In 1971 when figurative painting master Francis Bacon was in his early 60s, the Grand Palais in Paris mounted a major retrospective. That show and that year would forever change Bacon and his work. Now almost 50 years later, the exhibition Francis Bacon: Late Paintings comes to the Museum of Fine Arts, Houston (Feb. 23- May 25), bringing new insights to the art that came after and a fresh perspective on a modern art giant.
Originally organized by the Centre Pompidou, Musée National d’Art Moderne, Paris, the MFAH will be the only other museum in the world to present this exhibition that brings together some of Bacon’s greatest later works. Combined and juxtaposed, these paintings tell Bacon’s art story after the retrospective and after the death of lover George Dyer on the eve of that exhibition.
To get a preview of how the exhibition brings new understanding to the evolution of Bacon’s art in his later years, I spoke with Alison de Lima Greene, the MFAH Isabel Brown Wilson Curator of Modern and Contemporary Art.
The Centre Pompidou’s show, which closed in January, was titled Bacon: Books and Painting and highlighted Bacon’s literary influences in this time period. The MFAH exhibition will have a somewhat different focus and title, while containing most of the same artworks.
“The emphasis on the literary connections that guided the Paris show has been incorporated to a degree in our show, but we’ve also made it a little easier for U.S audiences, in presenting it with a more straightforward chronology,” explains Greene.
The exhibition begins with a “small, intimate” self-portrait from 1971 to give museum-goers a better understanding of where Bacon had been and where he would journey next in his later work.

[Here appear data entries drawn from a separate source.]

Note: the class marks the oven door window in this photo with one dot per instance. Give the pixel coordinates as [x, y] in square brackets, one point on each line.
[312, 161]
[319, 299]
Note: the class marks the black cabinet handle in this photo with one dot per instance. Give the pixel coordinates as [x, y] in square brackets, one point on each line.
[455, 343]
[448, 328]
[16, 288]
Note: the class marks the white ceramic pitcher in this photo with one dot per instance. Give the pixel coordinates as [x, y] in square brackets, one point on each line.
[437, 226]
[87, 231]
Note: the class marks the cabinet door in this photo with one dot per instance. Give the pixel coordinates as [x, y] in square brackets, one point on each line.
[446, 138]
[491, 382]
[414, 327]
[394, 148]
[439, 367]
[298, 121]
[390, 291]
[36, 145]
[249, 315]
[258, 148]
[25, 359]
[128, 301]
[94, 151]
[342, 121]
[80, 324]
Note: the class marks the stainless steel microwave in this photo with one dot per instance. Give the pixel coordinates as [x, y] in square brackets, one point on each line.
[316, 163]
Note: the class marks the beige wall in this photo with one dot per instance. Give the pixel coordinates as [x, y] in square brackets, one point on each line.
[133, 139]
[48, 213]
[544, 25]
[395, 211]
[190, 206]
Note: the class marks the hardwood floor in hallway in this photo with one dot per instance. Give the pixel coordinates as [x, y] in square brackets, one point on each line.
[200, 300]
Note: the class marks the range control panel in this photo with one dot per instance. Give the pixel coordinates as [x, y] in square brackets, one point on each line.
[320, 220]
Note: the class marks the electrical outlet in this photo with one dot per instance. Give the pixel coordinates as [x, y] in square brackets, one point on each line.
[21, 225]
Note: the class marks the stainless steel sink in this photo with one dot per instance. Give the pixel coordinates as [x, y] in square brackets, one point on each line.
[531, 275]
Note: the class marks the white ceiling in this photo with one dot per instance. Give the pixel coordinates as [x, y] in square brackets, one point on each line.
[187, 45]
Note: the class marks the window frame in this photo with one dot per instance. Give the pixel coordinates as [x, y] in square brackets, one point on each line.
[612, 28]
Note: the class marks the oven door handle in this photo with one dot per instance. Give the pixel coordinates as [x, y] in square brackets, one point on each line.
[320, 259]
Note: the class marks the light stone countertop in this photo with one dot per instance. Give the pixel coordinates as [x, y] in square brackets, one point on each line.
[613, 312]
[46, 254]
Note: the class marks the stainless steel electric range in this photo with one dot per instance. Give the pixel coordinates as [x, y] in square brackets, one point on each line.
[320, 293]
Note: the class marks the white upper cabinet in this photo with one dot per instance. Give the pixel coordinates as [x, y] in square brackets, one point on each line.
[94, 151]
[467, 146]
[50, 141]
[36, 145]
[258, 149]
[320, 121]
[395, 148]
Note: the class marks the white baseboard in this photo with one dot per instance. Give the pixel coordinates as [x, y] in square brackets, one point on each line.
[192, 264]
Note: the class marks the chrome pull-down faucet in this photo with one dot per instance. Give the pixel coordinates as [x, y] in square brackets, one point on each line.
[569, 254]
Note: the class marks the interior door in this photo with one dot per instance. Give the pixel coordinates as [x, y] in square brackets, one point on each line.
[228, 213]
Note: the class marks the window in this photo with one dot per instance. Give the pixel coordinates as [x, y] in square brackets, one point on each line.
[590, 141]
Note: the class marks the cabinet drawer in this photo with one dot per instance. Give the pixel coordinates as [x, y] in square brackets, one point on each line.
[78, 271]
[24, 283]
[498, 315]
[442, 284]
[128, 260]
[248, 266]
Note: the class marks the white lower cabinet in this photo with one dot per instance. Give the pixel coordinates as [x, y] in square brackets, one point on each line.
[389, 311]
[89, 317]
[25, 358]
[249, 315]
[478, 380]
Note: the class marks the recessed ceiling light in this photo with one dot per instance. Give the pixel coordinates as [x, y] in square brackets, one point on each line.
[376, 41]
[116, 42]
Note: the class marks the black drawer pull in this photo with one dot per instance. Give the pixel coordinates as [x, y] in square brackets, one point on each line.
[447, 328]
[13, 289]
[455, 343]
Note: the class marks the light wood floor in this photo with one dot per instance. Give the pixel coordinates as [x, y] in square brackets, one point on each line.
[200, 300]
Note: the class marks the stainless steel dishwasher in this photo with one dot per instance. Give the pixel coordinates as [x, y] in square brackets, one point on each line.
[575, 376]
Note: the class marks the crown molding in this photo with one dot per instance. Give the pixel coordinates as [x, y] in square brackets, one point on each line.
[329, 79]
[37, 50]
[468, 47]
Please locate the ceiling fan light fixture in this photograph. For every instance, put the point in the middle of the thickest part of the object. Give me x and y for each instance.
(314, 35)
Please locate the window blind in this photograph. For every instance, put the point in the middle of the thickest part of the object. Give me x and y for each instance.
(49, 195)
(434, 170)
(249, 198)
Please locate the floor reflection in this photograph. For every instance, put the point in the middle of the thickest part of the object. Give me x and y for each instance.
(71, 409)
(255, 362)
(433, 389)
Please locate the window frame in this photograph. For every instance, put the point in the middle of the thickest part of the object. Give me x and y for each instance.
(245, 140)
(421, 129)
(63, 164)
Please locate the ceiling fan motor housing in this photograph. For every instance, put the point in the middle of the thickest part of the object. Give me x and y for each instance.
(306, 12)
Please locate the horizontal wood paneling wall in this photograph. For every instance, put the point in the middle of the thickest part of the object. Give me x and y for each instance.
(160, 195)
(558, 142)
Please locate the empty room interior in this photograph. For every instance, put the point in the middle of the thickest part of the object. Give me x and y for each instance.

“You can see how on one hand he’s wrestling with Cubism and its legacy, and at the same time, you’ll see there’s startling passages of realism,” notes Greene, who later in our talk described Picasso’s pull-and-push influence on Bacon.
“You can see him arm-wrestling with Picasso on and off, again and again in his career.”
In the first few galleries, visitors will see Bacon’s portrayals of Dyer before and after his death, including Portrait of George Dyer in a Mirror, 1968 and In Memory of George Dyer from 1971, and Triptych August 1972.
“There’s sort of a double division in Bacon’s career that happens that year,” says Greene, of that pivotal time in 1971. “Artists always find having a grand retrospective is a time for contemplation and a turning point in their career. But also I think the fact that the death of George Dyer, from whom Bacon had become increasingly estranged, then began to haunt Bacon. He did a number of tributes to Dyer, where ultimately Dyer becomes almost a symbol—rather than a figure—of vengeance.”
Within the galleries, MFAH visitors will also see several works that shocked the art world of the time, including Triptych, 1970 from the National Gallery of Australia and its somewhat “abstracted” depiction of two men coupling.
“One of the things we cherish about Bacon is his strong and confident affirmation of his sexual orientation at a time when almost no artist was making that a subject of his work,” says Greene, adding, “Nothing like these kinds of images were seen in the public eye in the 1960s and even in the late 1950s when Bacon started putting them forward. It was a radical gesture.”
Continuing to move through Bacon’s later years, the exhibition marks some of his distinct changes in subject matter.
“After a certain point he steps back from the imagery around George Dyer and you have strange, evocative landscapes. Then at the very end of his career he’s extremely pared-down in subtle compositions,” say Greene.
Yet, by including a selection of Bacon’s earlier paintings, viewers will likely notice that some of the work comes full circle.
“There’s an important shift in tone, value and weight in the later work but he certainly goes back to a lot of the earlier compositions,” says Greene.
A haunting example of these kind of “echos,” as Greene describes them, can be seen in In Memory of George Dyer, 1971, with its image of Dyer paused outside the hotel room where he took his life and the piece Study for the Human Body, 1983 from the Menil collection, of a headless anonymous figure “echoing the same gesture in pose but in empty space.”
Greene mentions that while modern art-lovers might perceive Bacon the artist as a tragic figure, he could be very charming and likely described as a “cheerful atheist” focused on the here and now, while his art resonated in the present and into the future.
“He was very alive to his times. He was a fascinating character. In so many ways, [he is] representative of a sort of crucible of change from the old pre-war England to a modern London today. You can’t imagine the YBA [Young British Artists] generation, Damien Hirst and those artists ever happening without Francis Bacon.”